We searched for and summarized all the randomized controlled trials that looked at using these drugs to treat bleeding or pain related to an IUD. We also included trials that studied the use of these drugs to prevent these problems.
We found 15 trials from 10 countries, with more than 2700 women studied. These drugs reduced both bleeding and pain with intrauterine device use. Whether one drug is better than another was not clear. Similarly, the best dosing was not clear. Preventive treatment with these drugs around the time of IUD insertion had mixed results. No serious problems were reported, but stomach upset and sleepiness can occur with this class of drugs. Because of their safety, low cost, and wide availability, these drugs are appropriate treatment for women who have troublesome bleeding or pain with IUD use.
Nonsteroidal anti-inflammatory drugs reduce bleeding and pain associated with IUD use. NSAIDs should be considered first-line therapy; if NSAIDs are ineffective, tranexamic acid may be considered as second-line therapy.
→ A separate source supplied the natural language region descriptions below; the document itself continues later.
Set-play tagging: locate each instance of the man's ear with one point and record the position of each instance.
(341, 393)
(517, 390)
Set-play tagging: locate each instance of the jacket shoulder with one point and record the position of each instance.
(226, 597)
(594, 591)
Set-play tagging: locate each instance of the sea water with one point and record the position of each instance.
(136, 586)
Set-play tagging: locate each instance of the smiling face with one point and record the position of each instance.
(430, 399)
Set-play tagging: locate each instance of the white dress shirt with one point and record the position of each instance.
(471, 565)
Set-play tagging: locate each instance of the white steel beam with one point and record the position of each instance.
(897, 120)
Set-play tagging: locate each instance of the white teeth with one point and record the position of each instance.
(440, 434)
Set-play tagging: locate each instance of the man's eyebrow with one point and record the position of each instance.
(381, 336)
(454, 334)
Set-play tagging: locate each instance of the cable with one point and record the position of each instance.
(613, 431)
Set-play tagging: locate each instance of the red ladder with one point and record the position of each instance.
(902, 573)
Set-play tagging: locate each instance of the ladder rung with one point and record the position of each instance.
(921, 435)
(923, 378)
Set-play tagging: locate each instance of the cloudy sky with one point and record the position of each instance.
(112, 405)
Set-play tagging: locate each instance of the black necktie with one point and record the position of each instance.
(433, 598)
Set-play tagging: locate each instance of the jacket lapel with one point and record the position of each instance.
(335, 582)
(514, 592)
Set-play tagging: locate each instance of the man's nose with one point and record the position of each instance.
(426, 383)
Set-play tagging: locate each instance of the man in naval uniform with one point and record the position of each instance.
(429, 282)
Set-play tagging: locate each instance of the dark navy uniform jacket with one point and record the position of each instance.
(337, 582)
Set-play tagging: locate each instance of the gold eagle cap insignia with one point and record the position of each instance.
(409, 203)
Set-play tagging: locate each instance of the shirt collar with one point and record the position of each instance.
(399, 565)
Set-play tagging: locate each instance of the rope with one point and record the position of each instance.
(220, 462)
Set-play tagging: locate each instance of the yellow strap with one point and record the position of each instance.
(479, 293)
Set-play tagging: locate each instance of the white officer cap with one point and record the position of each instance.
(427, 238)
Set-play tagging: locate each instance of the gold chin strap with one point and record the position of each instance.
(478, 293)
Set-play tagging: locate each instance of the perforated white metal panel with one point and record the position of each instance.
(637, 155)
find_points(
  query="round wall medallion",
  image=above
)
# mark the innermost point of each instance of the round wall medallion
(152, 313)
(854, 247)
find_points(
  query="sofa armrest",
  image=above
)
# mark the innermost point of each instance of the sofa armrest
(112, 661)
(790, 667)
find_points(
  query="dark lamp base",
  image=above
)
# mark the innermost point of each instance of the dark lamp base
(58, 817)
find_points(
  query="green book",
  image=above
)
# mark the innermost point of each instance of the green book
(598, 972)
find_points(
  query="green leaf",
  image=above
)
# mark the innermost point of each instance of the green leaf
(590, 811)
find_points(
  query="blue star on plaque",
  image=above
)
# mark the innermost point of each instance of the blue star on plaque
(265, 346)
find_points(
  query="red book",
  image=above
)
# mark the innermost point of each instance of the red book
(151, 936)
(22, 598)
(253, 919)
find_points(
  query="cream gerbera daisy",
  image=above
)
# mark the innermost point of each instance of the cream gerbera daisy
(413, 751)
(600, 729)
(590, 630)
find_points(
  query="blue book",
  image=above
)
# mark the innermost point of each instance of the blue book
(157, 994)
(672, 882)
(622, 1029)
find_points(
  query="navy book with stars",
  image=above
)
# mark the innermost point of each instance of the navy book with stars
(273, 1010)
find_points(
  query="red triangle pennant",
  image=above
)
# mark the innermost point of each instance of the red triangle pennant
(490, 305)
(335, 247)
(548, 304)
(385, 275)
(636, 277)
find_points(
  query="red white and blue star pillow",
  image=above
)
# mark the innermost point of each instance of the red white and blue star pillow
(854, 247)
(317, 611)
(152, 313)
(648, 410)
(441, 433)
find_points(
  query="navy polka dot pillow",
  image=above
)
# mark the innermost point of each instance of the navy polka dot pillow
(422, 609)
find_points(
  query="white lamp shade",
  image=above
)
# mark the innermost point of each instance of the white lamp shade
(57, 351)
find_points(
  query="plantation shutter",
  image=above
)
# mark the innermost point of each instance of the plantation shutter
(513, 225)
Prophylactic ibuprofen administration with the first six menses after insertion appears unwarranted.
Heavy bleeding and pain are the most common reasons why women discontinue intrauterine devices (IUDs). Non-steroidal anti-inflammatory drugs, which inhibit prostaglandin synthesis, have been shown to be effective in reducing menstrual bleeding and pain in women without IUDs.
This review summarizes all randomized controlled trials studying use of nonsteroidal anti-inflammatory drugs for treatment of bleeding or pain associated with IUD use. Trials of prophylactic use of these drugs around the time of IUD insertion were also included.
We searched for relevant trials in PubMed, CENTRAL, POPLINE, and LILACS. We also searched for clinical trials in ClinicalTrials.gov and the International Clinical Trials Registry Platform (ICTRP). We wrote to the authors of trials identified to seek other published or unpublished trials.
We included all randomized controlled trials in any language that tested one or more nonsteroidal anti-inflammatory drugs for treatment or prevention of bleeding or pain associated with IUD insertion or use.
Two authors independently abstracted data from relevant trials, and we entered data into RevMan for analysis.
We found 15 trials from 10 countries; the total number of participants was 2702. Nonsteroidal anti-inflammatory drugs (naproxen, suprofen, mefenamic acid, ibuprofen, indomethacin, flufenamic acid, alclofenac, and diclofenac) were effective in reducing menstrual blood loss associated with IUD use. This held true for women with and without complaints of heavy bleeding. Similarly, these drugs were effective in reducing pain associated with IUD use. In contrast, prophylactic use of nonsteroidal anti-inflammatory drugs had mixed results; studies with ibuprofen found no effect on pain after insertion on IUD discontinuation. No important differences emerged in the one trial comparing the effect of different NSAIDs on bleeding.